Session Item

To analyze the effect of intra-fraction patient shifts in frameless LINAC-based stereotactic radiosurgery (SRS) of cranial metastases and how to handle it. In detail, we investigate if the use of intra-fractional image-guidance and 6 degree-of-freedom (6D) positioning correction is necessary for single-isocenter SRS with several couch angles, especially when multiple lesions are targeted. 

Targeting accuracy is measured on a Varian TrueBeam STx linac using the BrainLab 6D-ExacTrac system. For immobilization a standard stereotactic head mask (BrainLab) was utilized. Intra-fractional patient shift data is obtained after each couch angle variation (couch kick) by positioning verification with a pair of stereoscopic x-ray images auto-matched to planning CT data. When measured shifts are within tolerance (0.5 mm translational and 0.5° rotational), the treatment is continued.
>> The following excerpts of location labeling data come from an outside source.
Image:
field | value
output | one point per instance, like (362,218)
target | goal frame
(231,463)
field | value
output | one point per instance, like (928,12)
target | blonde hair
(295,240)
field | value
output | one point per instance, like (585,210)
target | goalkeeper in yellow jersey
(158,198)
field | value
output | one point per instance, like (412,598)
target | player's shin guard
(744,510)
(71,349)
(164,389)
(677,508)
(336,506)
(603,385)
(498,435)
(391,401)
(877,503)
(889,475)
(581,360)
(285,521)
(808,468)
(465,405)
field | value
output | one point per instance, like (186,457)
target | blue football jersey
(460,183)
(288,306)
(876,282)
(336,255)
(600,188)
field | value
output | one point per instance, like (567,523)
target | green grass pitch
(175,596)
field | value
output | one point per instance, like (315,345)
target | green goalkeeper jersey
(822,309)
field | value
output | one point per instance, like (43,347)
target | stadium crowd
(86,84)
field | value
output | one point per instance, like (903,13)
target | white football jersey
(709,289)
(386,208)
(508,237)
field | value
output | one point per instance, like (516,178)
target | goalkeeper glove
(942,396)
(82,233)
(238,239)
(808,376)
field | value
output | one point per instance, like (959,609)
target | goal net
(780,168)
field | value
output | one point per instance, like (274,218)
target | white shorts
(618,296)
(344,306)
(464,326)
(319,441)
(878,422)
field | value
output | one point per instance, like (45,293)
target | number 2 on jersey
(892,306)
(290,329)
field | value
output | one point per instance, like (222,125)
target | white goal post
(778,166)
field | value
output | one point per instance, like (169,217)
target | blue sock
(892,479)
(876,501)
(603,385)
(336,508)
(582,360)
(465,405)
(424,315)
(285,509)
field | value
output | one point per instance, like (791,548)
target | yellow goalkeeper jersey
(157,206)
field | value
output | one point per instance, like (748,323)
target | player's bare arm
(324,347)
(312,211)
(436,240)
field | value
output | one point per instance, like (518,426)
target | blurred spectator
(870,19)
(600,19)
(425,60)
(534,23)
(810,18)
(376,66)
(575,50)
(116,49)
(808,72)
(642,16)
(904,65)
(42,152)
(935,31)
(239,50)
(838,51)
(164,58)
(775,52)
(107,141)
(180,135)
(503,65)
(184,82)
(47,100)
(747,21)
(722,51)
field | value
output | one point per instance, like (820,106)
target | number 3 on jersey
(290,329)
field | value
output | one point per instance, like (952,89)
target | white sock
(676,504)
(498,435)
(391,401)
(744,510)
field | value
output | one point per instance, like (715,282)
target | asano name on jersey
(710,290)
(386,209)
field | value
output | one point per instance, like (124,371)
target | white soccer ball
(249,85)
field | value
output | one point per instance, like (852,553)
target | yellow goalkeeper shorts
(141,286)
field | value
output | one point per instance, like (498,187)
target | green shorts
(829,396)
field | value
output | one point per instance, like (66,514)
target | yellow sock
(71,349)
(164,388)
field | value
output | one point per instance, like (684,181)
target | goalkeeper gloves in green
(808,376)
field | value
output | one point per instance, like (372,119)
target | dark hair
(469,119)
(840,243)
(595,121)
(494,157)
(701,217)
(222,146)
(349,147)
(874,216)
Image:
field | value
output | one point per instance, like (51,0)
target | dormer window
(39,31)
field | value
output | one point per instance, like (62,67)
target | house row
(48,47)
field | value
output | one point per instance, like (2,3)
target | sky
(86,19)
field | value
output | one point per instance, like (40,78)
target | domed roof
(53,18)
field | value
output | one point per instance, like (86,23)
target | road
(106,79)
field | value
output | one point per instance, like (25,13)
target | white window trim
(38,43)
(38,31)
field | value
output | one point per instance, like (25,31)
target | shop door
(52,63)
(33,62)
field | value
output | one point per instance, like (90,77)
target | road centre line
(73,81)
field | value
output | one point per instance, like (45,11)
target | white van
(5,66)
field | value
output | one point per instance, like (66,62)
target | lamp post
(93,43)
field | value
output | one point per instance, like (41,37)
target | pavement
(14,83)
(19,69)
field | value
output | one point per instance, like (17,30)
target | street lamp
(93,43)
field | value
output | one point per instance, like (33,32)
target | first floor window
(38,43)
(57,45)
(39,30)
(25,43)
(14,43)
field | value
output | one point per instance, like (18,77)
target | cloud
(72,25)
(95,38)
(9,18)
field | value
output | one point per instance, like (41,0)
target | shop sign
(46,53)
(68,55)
Otherwise, 6D-corrections will be applied and additional x-ray images have to be acquired to verify whether patient position is within tolerance again. The resulting 6D-shifts measured directly after couch kick (no corrections) will be compared with the finally measured (tolerable) 6D-shifts.

121 SRS cases (85 single and 36 multiple target) with 280 couch kicks in total were evaluated. For 66.8 % of couch kicks the specified tolerances were exceeded and patient position had to be corrected.

Intra-fractional translational errors (one standard deviation [SD]) were 0.50 vs. 0.22 mm in left-right, 0.46 vs. 0.22 mm in superior-inferior, and 0.37 vs. 0.21 mm in anterior-posterior direction (see figure), with a mean three-dimensional vector of 0.71 vs. 0.33 mm [without versus with positioning readjustment after couch kick].

Furthermore, rotational errors were 0.43 vs. 0.28° in pitch, 0.37 vs. 0.25° in roll, and 0.34 vs. 0.19° in yaw rotation.

Finally, the change in dose distribution due to uncorrected 6D errors was calculated to assess the effect on target coverage.

A few single target (9 %) and almost all single-isocenter multiple target cases (91 %) would be clinically unacceptable (coverage loss >5 %) if the positioning readjustment had not been applied. The mean lesion size was 1 cc (SD 0.9 cc) and the average PTV-center to isocenter distance for multiple targets was 4.8 cm (SD 1.7 cm).

Scatter plots with mean and 95% confidence regions of translational positioning shifts for all 280 couch kicks: uncorrected (a-c) and corrected (d-f) resulting in tolerable deviations (0.5 mm, 0.5°)

We conclude that initial setup verification is not enough for frameless LINAC-based SRS and may lead to considerable positioning error due to intra-fractional patient motion and geometrical uncertainties unless this is monitored and corrected for during treatment.

Especially for single-isocenter treatments of multiple targets, the use of a 6D positioning system is highly recommended in order to minimize unfavorable off-isocenter displacements leading to insufficient coverage and treatment outcome.